Au travers de la Convention internationale Medicrime que je viens de citer, le Conseil de l’Europe a développé un instrument juridique international contraignant dans le domaine du droit pénal. Destinée à protéger la santé publique, la Convention introduit des sanctions pénales et des mesures de prévention et de protection des victimes. Ouverte aux pays du monde entier, la Convention offre également un cadre de coopération internationale et des mesures destinées à améliorer la coordination au niveau national.
Une autre initiative Européenne: Le HMA-WGEO (Head of Medicines Agencies Working Group Enforcement Officers), s’occupe aussi du commerce illicite sur internet.

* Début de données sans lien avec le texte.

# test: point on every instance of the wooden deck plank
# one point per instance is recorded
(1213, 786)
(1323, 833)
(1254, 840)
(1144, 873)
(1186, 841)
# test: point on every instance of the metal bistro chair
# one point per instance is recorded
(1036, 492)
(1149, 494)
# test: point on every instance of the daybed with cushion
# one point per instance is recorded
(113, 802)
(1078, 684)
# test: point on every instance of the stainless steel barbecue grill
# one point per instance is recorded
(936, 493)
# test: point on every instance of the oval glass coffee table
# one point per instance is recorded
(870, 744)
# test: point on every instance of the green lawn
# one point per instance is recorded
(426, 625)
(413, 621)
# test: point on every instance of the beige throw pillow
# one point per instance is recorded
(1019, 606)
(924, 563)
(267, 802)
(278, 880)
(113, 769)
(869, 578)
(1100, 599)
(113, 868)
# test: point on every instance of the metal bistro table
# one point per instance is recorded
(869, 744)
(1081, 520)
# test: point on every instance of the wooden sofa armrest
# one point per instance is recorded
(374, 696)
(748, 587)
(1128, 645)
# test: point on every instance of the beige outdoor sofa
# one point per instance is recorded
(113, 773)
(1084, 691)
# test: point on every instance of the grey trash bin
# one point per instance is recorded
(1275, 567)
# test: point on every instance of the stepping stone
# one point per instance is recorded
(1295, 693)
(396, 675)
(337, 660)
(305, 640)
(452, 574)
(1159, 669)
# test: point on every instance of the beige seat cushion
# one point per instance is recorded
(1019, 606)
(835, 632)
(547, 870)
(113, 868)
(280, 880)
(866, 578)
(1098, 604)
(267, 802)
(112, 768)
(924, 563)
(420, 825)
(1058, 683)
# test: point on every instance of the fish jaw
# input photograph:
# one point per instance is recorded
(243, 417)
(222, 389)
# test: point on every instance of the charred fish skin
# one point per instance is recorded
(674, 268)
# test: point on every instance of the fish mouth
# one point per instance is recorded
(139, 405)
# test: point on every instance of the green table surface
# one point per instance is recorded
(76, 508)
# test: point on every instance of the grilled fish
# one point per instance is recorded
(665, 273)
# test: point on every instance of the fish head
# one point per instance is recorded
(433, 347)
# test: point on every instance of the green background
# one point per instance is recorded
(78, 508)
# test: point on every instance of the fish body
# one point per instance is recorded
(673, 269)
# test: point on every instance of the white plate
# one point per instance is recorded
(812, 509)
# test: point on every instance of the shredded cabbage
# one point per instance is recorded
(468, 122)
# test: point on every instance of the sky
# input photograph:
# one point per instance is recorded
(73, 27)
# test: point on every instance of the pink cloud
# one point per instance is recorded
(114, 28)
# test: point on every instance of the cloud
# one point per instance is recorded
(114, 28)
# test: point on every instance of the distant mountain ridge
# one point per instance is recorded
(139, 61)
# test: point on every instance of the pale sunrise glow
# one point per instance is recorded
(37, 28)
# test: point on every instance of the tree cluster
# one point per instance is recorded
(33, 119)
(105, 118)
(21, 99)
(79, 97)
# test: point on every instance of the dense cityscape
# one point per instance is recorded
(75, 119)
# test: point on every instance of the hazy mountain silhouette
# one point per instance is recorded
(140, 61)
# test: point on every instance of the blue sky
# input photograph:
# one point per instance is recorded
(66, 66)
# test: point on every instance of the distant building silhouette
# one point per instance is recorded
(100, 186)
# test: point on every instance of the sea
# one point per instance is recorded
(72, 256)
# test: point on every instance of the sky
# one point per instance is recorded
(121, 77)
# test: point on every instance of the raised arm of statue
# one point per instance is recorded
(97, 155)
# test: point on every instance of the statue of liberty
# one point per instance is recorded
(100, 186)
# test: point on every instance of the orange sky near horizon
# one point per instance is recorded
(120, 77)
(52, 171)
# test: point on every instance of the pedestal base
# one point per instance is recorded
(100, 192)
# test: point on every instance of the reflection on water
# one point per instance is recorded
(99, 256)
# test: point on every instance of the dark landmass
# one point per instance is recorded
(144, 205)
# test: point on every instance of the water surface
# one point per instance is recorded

Cette plate-forme multidisciplinaire et multisectorielle regroupant des membres de la police, des douanes et de l’inspection des médicaments constitue un réseau effectif qui aide à lutter contre la criminalité pharmaceutique au-delà des frontières, et qui prévoit également des formations en la matière.
Comme vous le constatez, la lutte contre les médicaments falsifiés et illégaux fait l’objet d’une attention permanente des autorités, belges et étrangères. Une action multiple et coordonnée est nécessaire pour apporter une réponse efficace à ce nouveau défi posé à nos systèmes de santé, dont le patient est la première victime Il s’agit bien entendu d’un dossier auquel je resterai particulièrement attentive.